Dos años después, Bebé Kochamma regresó de Rochester diplomada en jardinería ornamental, pero más enamorada que nunca del padre Mulligan. No quedaba ni rastro de la joven delgada y atractiva de antaño. Durante los años de estancia en Rochester, Bebé Kochamma había engordado. De hecho, hablando claramente, se había vuelto obesa. Hasta Chellappen, el sastre pequeñito y tímido de Chungam Bridge, insistía en cobrar la tarifa de las camisas de hombre, talla extragrande, cuando hacía blusas para sus saris.

Para evitar que cayera en la melancolía, su padre le encargó que se ocupara del jardín delantero de la casa de Ayemenem. Lo convirtió en un jardín ornamental tan vehemente y desmesurado que la gente iba desde Kottayam para verlo.
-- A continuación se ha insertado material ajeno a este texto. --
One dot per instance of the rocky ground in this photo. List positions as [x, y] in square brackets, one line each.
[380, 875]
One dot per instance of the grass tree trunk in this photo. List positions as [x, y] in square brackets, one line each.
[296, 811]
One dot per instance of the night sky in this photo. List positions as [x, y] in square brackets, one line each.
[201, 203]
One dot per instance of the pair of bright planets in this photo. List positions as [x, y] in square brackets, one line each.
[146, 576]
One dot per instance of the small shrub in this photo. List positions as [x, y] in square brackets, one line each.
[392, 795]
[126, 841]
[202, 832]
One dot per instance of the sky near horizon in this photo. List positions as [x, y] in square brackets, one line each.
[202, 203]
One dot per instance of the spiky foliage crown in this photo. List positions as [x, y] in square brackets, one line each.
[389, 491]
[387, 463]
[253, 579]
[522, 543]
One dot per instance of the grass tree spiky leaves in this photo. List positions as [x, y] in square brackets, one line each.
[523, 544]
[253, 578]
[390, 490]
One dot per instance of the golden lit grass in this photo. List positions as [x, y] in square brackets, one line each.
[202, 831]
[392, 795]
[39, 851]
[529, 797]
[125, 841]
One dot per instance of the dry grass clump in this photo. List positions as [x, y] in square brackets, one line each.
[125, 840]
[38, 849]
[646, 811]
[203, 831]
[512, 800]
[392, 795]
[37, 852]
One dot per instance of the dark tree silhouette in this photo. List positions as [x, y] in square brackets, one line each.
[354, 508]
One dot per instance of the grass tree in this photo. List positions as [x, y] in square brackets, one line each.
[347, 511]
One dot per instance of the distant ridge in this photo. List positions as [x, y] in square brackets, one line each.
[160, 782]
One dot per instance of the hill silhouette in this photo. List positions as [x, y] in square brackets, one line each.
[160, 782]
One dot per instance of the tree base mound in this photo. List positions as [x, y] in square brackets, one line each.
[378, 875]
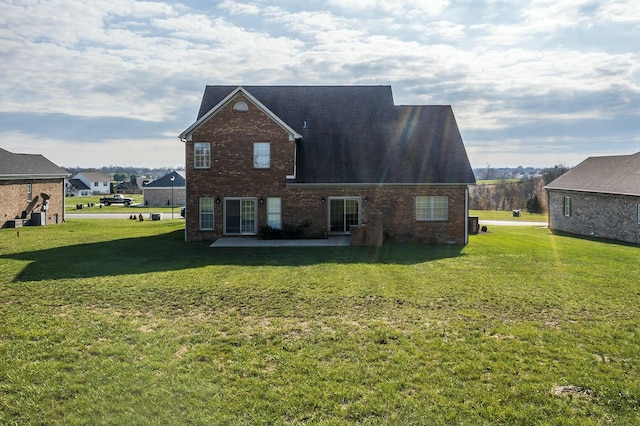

Era un trozo de terreno circular, en declive, rodeado por un camino serpenteante de gravilla muy empinado. Bebé Kochamma lo convirtió en un exuberante laberinto de setos enanos, rocas y gárgolas. Su flor favorita era el anturio. El Anthurium andraeanum. Tenía toda una colección: la «rubrum», la «luna de miel» y gran cantidad de variedades japonesas. Todas tenían una única espata carnosa, cuya gama de colores iba desde el negro jaspeado, en sus diversas tonalidades, hasta el rojo sangre y el naranja brillante, y unos espádices punteados y prominentes, siempre de color amarillo. En el centro del jardín de Bebé Kochamma, rodeado de arriates de cañacoros y polemonios, un querubín de mármol hacía pipí trazando un interminable arco plateado sobre un estanque poco profundo donde florecía un único loto azul. En cada esquina del estanque había un gnomo de escayola rosada, con las mejillas coloreadas y un picudo gorro rojo.

Bebé Kochamma pasaba todas las tardes en su jardín. Con sari y botas de goma. Blandía unas enormes tijeras de podar en sus manos enfundadas en guantes de jardinero de color naranja brillante. Como un domador de leones, domaba las retorcidas enredaderas y cuidaba los cactus pinchudos. No dejaba crecer a los bonsáis, mimaba a las orquídeas raras y le hacía la guerra al clima intentando cultivar edelweiss y guayabas chinas.

Todas las noches se untaba los pies con nata y se echaba para atrás las cutículas de las uñas.

El jardín ornamental, tras haber soportado aquella atención minuciosa e incesante durante más de medio siglo, había caído en los últimos tiempos en el abandono. Dejado a su propia suerte, se había vuelto desordenado y salvaje, como un circo cuyos animales hubiesen olvidado sus trucos. Una mala hierba, a la que la gente llamaba la «cizaña comunista» (porque en Kerala proliferaba igual que el comunismo), asfixió a las plantas exóticas. Sólo continuaron creciendo las enredaderas, como las uñas de los pies de los cadáveres. Se metían por los agujeros de la nariz de los gnomos de escayola rosada y florecían en sus cabezas huecas, a las que daban una expresión a medio camino entre la sorpresa y el desdén.